The authors monitored the intracellular calcium levels of GPR88-expressing RGCs after injury and found that the baseline intracellular calcium level of each cell predicted its survival post-injury. GPR88-expressing RGCs with high baseline calcium levels were approximately 3-times more likely to survive injury than GPR88-expressing RGCs with lower intracellular calcium levels. When Hall and colleagues analyzed the structure of the surviving GPR88-expressing RGCs, they discovered that nearly half of the putative ONdsRGCs survived injury and were the most resilient GPR88-expressing RGCs.
Evaluating the potential of putative treatment strategies
Despite the ability of the ONdsRGCs to survive well following injury, Hall and colleagues found that these RGCs did not display enhanced regeneration—or cellular healing—following injury. Instead, they found that the ONdsRGCs retracted some branches of their cellular structure. Even when they applied treatments that have previously triggered limited regeneration in RGCs, the authors found that the ONdsRGCs—and other GPR88-expressing RGCs—did not demonstrate enhanced regeneration compared to other RGCs.

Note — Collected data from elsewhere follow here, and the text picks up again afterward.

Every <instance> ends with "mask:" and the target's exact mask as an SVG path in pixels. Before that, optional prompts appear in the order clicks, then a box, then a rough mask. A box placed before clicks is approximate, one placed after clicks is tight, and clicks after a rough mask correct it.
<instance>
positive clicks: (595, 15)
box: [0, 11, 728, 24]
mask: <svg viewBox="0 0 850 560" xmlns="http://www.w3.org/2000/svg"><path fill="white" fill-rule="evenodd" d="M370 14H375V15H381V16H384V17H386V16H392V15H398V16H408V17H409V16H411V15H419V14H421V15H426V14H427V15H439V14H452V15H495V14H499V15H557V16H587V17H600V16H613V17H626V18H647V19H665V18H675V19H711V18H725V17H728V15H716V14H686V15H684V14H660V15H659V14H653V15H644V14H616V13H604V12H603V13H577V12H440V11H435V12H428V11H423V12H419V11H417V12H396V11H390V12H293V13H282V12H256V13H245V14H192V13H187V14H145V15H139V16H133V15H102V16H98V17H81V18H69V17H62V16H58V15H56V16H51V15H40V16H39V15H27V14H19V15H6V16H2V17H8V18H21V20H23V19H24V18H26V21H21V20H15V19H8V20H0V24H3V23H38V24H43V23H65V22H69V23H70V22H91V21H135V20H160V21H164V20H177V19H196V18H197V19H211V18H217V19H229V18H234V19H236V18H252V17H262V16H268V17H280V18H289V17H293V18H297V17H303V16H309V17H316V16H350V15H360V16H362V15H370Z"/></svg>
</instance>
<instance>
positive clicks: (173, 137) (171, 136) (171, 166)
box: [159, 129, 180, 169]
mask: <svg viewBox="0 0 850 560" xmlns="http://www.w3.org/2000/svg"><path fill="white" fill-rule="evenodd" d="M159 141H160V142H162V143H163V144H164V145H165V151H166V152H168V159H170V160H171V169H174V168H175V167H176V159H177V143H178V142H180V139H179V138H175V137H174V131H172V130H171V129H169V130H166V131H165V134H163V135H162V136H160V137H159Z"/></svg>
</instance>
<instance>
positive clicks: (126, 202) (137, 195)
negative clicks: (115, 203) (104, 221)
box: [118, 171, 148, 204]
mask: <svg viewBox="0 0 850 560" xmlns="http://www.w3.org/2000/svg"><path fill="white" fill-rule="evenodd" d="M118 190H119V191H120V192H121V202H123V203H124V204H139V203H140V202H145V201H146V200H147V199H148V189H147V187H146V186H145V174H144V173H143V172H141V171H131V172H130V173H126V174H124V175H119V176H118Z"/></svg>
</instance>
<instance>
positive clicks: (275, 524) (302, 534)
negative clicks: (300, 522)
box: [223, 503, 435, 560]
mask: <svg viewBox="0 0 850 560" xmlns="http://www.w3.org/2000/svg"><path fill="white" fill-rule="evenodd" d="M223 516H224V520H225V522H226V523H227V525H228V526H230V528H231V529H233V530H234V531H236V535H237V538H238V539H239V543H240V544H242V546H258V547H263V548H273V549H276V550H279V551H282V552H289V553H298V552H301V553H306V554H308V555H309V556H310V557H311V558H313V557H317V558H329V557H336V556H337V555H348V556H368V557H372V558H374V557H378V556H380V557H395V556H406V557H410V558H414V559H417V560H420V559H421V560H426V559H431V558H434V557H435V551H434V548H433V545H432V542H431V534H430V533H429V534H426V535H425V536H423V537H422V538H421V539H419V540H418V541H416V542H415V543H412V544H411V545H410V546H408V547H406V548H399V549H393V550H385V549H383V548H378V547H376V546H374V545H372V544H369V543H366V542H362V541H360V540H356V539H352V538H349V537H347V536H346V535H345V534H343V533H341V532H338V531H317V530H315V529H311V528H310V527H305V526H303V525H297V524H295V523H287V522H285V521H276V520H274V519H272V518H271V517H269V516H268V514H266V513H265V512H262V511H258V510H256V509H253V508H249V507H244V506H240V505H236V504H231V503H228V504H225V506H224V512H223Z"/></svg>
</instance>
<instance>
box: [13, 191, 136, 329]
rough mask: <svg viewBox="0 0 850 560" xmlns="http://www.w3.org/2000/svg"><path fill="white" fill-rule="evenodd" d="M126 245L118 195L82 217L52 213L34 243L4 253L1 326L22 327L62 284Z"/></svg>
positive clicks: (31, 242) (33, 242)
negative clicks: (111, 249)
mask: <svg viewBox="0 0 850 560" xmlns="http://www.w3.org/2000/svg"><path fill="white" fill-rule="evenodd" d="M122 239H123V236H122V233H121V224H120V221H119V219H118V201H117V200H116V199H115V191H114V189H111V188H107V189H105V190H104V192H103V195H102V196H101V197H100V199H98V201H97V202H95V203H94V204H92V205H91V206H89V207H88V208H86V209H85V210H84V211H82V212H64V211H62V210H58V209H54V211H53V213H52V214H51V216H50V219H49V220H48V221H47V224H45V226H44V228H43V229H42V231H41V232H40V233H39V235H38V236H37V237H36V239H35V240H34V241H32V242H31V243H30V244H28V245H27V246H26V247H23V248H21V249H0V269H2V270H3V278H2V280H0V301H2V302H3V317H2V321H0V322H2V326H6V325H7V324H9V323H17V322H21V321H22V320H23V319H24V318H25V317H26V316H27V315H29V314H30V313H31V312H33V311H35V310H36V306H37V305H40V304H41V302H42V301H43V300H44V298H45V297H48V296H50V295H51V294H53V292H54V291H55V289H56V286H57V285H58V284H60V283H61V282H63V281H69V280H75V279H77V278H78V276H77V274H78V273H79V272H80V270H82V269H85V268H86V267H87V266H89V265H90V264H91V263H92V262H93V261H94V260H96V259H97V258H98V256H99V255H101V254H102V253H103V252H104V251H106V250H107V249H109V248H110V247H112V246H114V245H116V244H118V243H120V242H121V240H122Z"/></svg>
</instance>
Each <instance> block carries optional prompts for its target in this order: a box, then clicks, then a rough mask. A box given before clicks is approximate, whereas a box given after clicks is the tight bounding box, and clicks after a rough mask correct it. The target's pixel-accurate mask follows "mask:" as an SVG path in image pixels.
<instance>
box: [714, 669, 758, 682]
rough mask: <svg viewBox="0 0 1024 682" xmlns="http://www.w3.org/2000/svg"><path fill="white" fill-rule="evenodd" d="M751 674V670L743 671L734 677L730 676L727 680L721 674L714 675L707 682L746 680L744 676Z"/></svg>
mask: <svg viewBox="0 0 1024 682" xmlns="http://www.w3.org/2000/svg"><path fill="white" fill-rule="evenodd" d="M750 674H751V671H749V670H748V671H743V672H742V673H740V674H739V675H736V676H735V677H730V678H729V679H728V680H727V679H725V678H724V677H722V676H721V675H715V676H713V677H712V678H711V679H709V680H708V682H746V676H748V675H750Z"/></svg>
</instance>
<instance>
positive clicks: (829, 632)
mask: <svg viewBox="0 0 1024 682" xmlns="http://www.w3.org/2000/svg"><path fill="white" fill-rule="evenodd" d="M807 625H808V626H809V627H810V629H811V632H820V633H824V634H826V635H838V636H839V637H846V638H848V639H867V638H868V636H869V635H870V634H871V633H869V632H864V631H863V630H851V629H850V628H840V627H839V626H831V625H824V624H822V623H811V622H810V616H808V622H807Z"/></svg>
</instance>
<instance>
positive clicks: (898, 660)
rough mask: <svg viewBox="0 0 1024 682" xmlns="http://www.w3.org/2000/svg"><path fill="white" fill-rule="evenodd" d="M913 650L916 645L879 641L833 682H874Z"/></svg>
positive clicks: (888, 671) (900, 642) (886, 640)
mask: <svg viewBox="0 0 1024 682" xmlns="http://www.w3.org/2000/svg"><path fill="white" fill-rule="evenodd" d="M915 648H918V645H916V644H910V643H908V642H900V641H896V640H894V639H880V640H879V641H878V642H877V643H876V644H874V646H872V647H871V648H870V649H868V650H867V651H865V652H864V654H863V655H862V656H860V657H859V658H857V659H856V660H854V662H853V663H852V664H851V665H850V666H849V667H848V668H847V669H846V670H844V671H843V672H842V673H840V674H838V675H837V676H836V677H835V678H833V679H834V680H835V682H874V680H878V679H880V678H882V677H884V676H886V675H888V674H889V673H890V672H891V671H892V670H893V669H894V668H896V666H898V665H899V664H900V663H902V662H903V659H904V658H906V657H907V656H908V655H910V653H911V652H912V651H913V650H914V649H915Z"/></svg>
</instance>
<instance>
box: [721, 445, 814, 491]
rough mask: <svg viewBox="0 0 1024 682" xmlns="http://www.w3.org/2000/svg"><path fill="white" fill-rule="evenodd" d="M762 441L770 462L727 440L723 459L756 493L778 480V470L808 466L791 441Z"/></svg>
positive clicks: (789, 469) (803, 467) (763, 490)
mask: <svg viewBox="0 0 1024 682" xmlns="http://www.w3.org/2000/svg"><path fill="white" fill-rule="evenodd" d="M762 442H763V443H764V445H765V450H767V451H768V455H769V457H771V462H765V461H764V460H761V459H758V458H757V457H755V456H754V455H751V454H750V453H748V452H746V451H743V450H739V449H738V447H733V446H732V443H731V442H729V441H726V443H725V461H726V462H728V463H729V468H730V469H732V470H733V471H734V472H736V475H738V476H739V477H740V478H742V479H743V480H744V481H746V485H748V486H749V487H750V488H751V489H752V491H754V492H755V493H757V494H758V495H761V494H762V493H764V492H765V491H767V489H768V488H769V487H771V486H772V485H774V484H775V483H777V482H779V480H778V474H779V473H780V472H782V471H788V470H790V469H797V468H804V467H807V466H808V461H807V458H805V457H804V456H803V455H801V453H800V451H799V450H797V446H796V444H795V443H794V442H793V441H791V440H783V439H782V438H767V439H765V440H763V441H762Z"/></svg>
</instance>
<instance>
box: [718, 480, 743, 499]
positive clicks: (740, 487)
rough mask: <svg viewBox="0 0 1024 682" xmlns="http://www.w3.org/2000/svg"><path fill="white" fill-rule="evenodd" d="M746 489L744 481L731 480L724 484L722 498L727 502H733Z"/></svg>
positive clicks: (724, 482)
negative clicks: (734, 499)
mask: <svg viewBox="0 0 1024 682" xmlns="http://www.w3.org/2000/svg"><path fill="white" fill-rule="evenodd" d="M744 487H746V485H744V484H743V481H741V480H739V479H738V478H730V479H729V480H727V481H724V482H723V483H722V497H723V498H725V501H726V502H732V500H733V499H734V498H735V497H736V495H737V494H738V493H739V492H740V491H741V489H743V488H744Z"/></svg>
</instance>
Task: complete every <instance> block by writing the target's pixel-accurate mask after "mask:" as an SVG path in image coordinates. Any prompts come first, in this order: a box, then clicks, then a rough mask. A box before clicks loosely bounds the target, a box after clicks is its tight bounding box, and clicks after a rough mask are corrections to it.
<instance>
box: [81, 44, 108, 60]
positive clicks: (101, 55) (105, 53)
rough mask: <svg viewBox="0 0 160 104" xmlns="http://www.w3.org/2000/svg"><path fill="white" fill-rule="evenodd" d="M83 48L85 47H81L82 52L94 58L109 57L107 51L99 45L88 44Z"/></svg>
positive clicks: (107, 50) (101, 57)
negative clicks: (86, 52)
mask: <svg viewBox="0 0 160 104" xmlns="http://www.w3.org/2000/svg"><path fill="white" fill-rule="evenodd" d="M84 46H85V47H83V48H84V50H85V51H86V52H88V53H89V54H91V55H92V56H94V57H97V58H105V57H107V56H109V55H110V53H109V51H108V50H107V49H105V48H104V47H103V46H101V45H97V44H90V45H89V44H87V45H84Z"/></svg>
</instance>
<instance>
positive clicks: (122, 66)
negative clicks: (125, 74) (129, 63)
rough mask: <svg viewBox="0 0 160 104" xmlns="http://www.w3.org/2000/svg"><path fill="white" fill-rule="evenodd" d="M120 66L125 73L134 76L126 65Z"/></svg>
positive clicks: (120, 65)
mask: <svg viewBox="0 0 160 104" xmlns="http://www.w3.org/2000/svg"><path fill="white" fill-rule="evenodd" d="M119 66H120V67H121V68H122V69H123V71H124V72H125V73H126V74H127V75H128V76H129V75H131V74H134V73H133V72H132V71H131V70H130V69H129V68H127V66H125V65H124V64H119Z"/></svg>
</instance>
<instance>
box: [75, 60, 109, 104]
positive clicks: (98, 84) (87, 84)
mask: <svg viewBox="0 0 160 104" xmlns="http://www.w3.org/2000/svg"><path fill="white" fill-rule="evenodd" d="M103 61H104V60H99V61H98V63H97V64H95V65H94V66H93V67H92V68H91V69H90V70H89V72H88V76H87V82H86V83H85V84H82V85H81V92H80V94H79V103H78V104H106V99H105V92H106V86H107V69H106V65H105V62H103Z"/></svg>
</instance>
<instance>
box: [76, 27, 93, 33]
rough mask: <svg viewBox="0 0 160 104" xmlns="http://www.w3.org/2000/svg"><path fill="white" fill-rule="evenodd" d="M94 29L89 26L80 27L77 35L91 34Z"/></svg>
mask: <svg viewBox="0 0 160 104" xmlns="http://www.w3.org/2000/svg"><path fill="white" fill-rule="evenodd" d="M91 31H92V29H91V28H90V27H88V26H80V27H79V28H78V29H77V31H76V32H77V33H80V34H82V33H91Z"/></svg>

Hall and colleagues instead tested whether compounds that act on GPR88 might protect RGCs from injury-induced cellular damage. They administered these compounds before inducing an injury to the optic nerve and measured the number of RGCs that survived and the density of the optic nerve 2 weeks after injury. The authors could not detect a difference in either metric, suggesting that either GPR88 does not contribute to cell survival, or more than the 5 RGC types identified would require GPR88 expression for a drug to yield a noticeable effect.
Despite these challenges, this study provides valuable insights into how different RGC types respond to injury. Having confirmed the identity of the well-surviving ONdsRGC, Hall and colleagues open the door for researchers to identify novel features of the ONdsRGC that might promote cellular resilience and be used to explore therapeutic opportunities.